You will both likely have a list of information, maybe not the exact details. But the sort of criteria you hope for in a mate. Neither of you is willing to budge on those qualities for the person you eventually settle down with.
That might mean you meet and greet many people or will be selective about who you meet. But the fact that each of you has the same quality will likely translate into having commonalities in other areas as well.
What happens when you go offline
When an online partner makes arrangements to meet and together you decide it might be worthwhile to try dating, what happens to the online dating profiles?
It could depend if you’re still unsure if this person is authentic. If they haven’t given you a reason to believe they feel the same “crush” you’re having, you might find they have a bit of a problem letting go of their online persona.
That would mean they’re still at least checking out other options even if they’re not actually talking to other people.
An excellent way to tell that someone is the right one is after spending some time going out together, you both decide at the same time that it’s time to go offline with the dating sites and apps.
That speaks volumes for your commitment as a couple since you’re letting go of the potential for dating other people, as is your new partner. And each is doing so willingly and happily.

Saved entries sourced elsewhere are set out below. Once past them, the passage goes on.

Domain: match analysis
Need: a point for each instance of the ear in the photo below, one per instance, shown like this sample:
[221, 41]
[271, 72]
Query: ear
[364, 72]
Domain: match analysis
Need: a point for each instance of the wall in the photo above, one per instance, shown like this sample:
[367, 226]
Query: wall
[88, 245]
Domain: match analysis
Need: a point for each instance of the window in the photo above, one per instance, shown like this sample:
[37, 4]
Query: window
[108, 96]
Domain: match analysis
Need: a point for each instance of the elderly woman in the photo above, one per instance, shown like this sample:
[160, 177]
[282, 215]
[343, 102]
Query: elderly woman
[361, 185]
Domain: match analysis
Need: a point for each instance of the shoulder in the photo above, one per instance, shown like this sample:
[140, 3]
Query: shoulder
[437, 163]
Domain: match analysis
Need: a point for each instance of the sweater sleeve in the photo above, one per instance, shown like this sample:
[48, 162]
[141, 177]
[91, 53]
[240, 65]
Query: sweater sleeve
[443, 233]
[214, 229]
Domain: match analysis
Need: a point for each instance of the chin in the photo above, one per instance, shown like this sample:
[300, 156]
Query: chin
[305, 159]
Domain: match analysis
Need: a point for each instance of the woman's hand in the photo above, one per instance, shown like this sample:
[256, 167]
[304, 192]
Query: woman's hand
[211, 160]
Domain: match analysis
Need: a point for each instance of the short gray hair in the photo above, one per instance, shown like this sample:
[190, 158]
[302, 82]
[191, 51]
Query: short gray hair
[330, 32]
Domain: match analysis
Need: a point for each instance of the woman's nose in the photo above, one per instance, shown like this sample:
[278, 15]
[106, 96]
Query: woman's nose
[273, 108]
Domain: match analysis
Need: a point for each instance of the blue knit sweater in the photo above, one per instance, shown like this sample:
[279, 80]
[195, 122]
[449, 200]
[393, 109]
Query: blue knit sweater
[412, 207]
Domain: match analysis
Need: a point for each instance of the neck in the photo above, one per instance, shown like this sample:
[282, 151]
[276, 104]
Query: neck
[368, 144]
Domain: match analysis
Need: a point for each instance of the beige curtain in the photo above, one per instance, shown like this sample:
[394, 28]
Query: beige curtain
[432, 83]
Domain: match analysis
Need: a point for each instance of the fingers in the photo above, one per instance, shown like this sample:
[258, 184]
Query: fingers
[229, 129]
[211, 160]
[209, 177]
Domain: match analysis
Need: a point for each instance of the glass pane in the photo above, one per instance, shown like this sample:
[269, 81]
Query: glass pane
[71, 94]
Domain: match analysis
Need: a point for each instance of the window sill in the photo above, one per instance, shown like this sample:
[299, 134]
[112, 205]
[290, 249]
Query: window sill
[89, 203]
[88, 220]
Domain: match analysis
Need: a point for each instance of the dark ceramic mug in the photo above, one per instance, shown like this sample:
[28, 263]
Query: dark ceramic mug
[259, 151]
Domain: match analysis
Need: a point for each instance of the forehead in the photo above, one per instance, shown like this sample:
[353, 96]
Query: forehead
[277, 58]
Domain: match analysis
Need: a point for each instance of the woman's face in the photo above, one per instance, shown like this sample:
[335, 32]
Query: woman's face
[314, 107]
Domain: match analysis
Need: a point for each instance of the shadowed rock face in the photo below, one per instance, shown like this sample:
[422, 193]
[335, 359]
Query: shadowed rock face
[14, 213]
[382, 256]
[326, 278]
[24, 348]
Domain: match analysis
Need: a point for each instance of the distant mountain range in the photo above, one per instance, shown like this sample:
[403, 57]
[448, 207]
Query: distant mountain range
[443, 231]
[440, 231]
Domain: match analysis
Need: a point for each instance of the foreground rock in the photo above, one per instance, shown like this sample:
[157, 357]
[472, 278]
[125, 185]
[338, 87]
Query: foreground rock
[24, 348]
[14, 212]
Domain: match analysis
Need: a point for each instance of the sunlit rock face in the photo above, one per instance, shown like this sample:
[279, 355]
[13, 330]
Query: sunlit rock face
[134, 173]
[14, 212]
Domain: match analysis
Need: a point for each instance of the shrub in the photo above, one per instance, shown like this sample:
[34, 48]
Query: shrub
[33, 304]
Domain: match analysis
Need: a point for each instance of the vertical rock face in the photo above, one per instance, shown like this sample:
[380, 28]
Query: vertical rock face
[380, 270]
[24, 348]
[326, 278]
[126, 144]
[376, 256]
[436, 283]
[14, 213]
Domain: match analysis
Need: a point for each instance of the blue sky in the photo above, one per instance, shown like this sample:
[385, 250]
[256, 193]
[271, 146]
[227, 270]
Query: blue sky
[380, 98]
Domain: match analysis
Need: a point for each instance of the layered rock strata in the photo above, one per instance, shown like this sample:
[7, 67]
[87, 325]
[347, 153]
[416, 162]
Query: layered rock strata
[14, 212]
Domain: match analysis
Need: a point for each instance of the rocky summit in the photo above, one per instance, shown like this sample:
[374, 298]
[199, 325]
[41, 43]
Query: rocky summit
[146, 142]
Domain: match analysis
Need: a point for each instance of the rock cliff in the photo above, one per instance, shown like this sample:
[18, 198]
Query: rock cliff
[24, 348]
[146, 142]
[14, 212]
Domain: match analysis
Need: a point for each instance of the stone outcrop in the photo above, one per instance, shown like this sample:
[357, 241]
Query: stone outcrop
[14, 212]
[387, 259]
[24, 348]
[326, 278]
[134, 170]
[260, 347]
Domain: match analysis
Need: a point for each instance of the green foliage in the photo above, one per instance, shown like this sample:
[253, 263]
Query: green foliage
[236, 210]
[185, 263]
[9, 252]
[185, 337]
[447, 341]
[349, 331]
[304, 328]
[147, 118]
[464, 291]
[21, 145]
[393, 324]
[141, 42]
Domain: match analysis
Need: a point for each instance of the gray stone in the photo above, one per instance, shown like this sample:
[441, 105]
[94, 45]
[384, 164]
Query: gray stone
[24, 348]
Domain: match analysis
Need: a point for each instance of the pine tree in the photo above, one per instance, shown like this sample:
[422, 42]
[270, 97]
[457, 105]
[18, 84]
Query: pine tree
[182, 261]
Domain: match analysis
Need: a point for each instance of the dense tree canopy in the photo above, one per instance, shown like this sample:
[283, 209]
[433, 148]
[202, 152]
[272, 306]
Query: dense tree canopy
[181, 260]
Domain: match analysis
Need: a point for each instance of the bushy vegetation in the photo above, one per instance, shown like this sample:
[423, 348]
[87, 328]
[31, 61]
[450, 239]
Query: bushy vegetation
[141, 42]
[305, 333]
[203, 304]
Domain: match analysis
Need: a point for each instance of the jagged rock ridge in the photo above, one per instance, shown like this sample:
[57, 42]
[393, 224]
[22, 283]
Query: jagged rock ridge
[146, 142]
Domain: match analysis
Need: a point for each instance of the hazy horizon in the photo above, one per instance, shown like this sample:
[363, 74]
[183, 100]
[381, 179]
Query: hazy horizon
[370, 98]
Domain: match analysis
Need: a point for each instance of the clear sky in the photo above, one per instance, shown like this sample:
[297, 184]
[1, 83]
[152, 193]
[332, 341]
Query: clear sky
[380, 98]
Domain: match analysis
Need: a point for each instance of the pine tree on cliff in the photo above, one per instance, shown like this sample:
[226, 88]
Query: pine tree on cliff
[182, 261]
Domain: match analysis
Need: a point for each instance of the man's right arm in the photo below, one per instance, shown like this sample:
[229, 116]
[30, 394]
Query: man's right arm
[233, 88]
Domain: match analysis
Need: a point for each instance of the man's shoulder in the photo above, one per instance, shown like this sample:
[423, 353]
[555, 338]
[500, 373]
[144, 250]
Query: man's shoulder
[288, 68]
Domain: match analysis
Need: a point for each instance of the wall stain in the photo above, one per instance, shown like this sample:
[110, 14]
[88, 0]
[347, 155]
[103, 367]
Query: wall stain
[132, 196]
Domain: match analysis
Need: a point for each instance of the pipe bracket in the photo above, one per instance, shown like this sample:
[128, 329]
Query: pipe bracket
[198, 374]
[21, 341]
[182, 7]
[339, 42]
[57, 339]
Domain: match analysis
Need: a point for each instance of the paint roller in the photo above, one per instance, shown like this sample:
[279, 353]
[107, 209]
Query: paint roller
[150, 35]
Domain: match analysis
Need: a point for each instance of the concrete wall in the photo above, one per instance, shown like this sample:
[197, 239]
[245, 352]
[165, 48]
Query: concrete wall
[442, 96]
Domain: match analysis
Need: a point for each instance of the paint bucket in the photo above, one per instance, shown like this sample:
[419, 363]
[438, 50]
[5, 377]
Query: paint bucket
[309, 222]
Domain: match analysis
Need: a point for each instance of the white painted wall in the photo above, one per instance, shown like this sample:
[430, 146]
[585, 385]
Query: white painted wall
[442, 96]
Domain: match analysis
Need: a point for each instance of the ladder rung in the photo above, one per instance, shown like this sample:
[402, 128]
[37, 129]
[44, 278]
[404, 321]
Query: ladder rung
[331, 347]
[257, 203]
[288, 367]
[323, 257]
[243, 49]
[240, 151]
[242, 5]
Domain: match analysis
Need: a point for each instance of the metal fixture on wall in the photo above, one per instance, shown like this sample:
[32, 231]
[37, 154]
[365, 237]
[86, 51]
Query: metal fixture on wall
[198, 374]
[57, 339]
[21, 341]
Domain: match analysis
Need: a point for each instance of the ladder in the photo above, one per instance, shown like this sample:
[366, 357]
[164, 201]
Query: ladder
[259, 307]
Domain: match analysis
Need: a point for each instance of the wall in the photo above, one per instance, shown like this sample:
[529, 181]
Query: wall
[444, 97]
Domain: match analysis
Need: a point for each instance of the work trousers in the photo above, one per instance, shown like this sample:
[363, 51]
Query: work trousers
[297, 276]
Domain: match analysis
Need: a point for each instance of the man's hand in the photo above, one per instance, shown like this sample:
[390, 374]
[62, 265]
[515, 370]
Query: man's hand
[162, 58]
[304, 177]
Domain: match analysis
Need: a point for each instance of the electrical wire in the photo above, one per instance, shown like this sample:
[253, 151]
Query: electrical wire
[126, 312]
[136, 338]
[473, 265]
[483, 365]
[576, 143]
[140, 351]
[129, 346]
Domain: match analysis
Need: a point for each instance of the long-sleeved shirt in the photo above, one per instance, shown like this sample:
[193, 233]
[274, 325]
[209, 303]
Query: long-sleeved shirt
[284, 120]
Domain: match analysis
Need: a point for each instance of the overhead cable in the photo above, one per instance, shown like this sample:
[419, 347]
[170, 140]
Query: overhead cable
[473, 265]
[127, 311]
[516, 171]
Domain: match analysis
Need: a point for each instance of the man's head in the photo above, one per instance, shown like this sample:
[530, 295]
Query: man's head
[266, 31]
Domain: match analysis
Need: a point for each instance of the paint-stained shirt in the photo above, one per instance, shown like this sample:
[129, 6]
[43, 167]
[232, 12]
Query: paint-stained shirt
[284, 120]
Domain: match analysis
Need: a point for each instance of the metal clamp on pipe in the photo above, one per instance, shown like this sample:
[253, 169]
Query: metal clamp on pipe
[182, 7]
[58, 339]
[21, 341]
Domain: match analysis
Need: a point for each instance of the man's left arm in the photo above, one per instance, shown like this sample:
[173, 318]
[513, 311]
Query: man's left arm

But if you discover that the person you met online and loved is not the real one you see in front of you, you may need to lose feelings because they lied to you the same way as other females and men.
When you meet someone online and develop a crush, fortunately, there are more precautions on the dating websites and social apps on the market today to help protect users. So you can worry a little less about that crush possibly being a fraud.
Acting on the side of caution, it’s wise not to get caught up in the crush when someone appears not to be as involved as you are. Maybe the individual offers very few personal details about themself or their life or has a flawless picture resembling a glamour shot instead of something natural and relatable.
As noted, there will be signs someone is crushing back on you. Don’t waste your time “investigating” an aloof dating partner or one who keeps disappearing. No one is worth that time you’re wasting in your life. Spend it with someone genuine.